Топор валялся на полу. Я наклонился, чтобы поднять его, но не успел — сбил с ног удар по голове. Фонарь отлетел, ударился в стену и разбился. Она двигалась быстро, слишком быстро, но удар молнии заставил ее замереть на несколько мгновений, достаточных, чтобы достать пистолет из кобуры. Достать достал, а выстрелить не сумел. Еще один удар по руке — и рука хрустнула, а пистолет улетел во тьму. Страха не было, только злость. Придется — зубами стану рвать. Но прежде попробую баллончик Нафферта.
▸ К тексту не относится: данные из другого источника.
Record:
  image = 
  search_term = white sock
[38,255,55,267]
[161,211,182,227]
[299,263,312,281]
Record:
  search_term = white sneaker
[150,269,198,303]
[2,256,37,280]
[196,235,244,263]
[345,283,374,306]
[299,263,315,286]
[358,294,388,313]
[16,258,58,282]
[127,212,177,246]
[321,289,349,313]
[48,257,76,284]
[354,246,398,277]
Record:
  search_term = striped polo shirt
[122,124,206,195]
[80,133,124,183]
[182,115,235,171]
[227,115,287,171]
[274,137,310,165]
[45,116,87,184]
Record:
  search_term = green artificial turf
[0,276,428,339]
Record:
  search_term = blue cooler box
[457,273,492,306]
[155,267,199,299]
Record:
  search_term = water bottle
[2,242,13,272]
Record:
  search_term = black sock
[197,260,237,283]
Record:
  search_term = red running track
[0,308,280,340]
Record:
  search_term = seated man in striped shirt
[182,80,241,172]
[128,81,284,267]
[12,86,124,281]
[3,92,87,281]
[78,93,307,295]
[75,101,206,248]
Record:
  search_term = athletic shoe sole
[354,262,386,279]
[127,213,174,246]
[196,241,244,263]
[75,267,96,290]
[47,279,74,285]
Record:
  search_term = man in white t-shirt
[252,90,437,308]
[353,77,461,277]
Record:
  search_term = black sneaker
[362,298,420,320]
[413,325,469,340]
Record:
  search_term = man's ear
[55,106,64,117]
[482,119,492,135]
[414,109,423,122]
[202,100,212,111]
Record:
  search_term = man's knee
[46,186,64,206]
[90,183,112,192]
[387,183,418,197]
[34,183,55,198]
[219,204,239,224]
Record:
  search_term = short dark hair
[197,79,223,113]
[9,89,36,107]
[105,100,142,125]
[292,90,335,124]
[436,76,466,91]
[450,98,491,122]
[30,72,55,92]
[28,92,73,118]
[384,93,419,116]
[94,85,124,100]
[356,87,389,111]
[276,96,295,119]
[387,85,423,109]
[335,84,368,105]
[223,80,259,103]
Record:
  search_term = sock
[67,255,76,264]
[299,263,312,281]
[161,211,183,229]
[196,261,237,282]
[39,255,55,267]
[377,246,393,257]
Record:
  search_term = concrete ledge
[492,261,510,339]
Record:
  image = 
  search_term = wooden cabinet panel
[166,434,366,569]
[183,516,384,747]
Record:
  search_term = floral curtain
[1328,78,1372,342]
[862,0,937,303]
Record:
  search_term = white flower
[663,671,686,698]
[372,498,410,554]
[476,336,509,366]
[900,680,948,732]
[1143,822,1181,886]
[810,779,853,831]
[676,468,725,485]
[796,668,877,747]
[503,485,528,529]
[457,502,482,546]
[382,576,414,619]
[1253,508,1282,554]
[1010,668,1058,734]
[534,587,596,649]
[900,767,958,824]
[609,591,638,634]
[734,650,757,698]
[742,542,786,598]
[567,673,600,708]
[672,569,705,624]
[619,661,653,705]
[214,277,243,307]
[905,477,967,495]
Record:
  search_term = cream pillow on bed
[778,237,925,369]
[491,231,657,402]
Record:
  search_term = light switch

Новая молния, дом опять дрогнул. Я успел-таки вытащить баллончик, Лег он в руку удобно, даром что левая, большой палец попал в выемку, тут не перепутаешь, на себя не направишь, и когда упыриха склонилась надо мной, я нажал кнопку.
Струя газа угодила в грудь — и плоть занялась синим огнем. С шипением Баклашова отшатнулась от меня, бросилась к окну и, разбив собою стекло, выпрыгнула наружу.
Звук падения за громом я не расслышал. Подошел к окну. Выглянул. Никаких сигнальных ракет не требовалось — пламя охватило Баклашову целиком, жадное, беспощадное пламя.
Когда Ракитин подбежал к дому, хлынул ливень, но и ливень не мог угасить огонь. Плоть сгорала, превращалась в пепел, потоки дождя смывали его, обнажая скелет.
Из темноты подтянулись Виталик и Сергиенко.
Мы — они внизу, а я из окна — молча смотрели на работу огня и воды.
Гнев ушел, но я не чувствовал ни облегчения, ни покоя.
Я понимал мало, очень мало, но одно было несомненным: ничего еще не кончилось, все только начинается.